Como ningún partido ha logrado por si mismo convertirse en una opción mayoritaria, la única opción de promover cambios políticos significativos es formando coaliciones de gobierno. Esto plantea una pregunta esencial: ¿es factible generar un marco cooperativo de los diferentes mundos progresistas hoy? El actual estado de fragmentación política y las ambigüedades programáticas hace improbable este escenario. Varios líderes más críticos –del Frente Amplio, por ejemplo—, no están dispuestos a participar de una coalición con los sectores más moderados de la izquierda y del centro político. Por su parte, varios líderes del PDC sostienen que no formarían nuevamente una alianza con el PC. Predominan tendencias de buscar el “camino propio”, aumentar el caudal de votaciones y acceder en un futuro más lejano al poder.

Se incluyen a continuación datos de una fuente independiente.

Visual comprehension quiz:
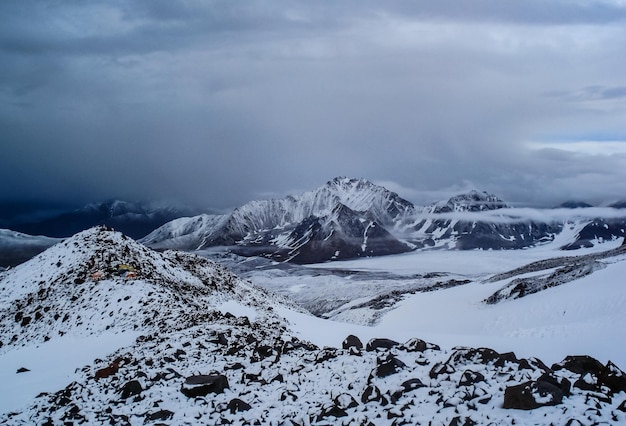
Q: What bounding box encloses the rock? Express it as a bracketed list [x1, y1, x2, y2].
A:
[315, 348, 338, 364]
[271, 374, 284, 383]
[401, 378, 426, 392]
[458, 370, 485, 387]
[451, 347, 501, 365]
[255, 345, 273, 360]
[573, 373, 601, 392]
[400, 338, 425, 352]
[600, 361, 626, 394]
[552, 355, 605, 376]
[429, 362, 456, 379]
[503, 380, 563, 410]
[225, 362, 245, 370]
[181, 374, 229, 397]
[227, 398, 251, 414]
[348, 346, 362, 356]
[16, 367, 30, 374]
[449, 416, 477, 426]
[120, 380, 142, 399]
[401, 338, 439, 352]
[342, 335, 363, 350]
[361, 385, 385, 404]
[334, 393, 359, 410]
[617, 399, 626, 412]
[392, 378, 426, 403]
[145, 409, 174, 422]
[366, 338, 399, 352]
[538, 372, 571, 397]
[375, 354, 406, 377]
[95, 358, 122, 380]
[317, 403, 348, 420]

A todo ello se suma un marco de participación electoral decreciente debido a la introducción del voto voluntario. Con tasas de participación electoral inferiores al 50%, los partidos han definido nichos electorales muy acotados y en los que los sectores socioeconómicos más bajos dejan de participar. Las instituciones representativas pierden valor y la calle –caracterizada por ser escenario de protestas– se convierte en el mecanismo más efectivo para obtener beneficios sociales. Esta lógica política profundiza las desigualdades dado que los grupos que tienen mayores capacidades de organización pueden incidir en el proceso político de modo más efectivo. Los pobres, los indígenas, los inmigrantes, los niños y los adultos mayores se convierten en los sectores más postergados de la sociedad y carentes de representación política.

El escenario no es para nada promisorio para el progresismo dado que prima la división por sobre el entendimiento, la segmentación por sobre la construcción de mayorías sociales, y el dogmatismo por sobre consideraciones estratégico-electorales para acceder al poder. La necesidad de transformar los fundamentos sobre las que se fundó el modelo neoliberal de Chile es el gran éxito cultural del progresismo. La fragmentación que ha ocasionado en esas mismas fuerzas transformadoras es su gran derrota.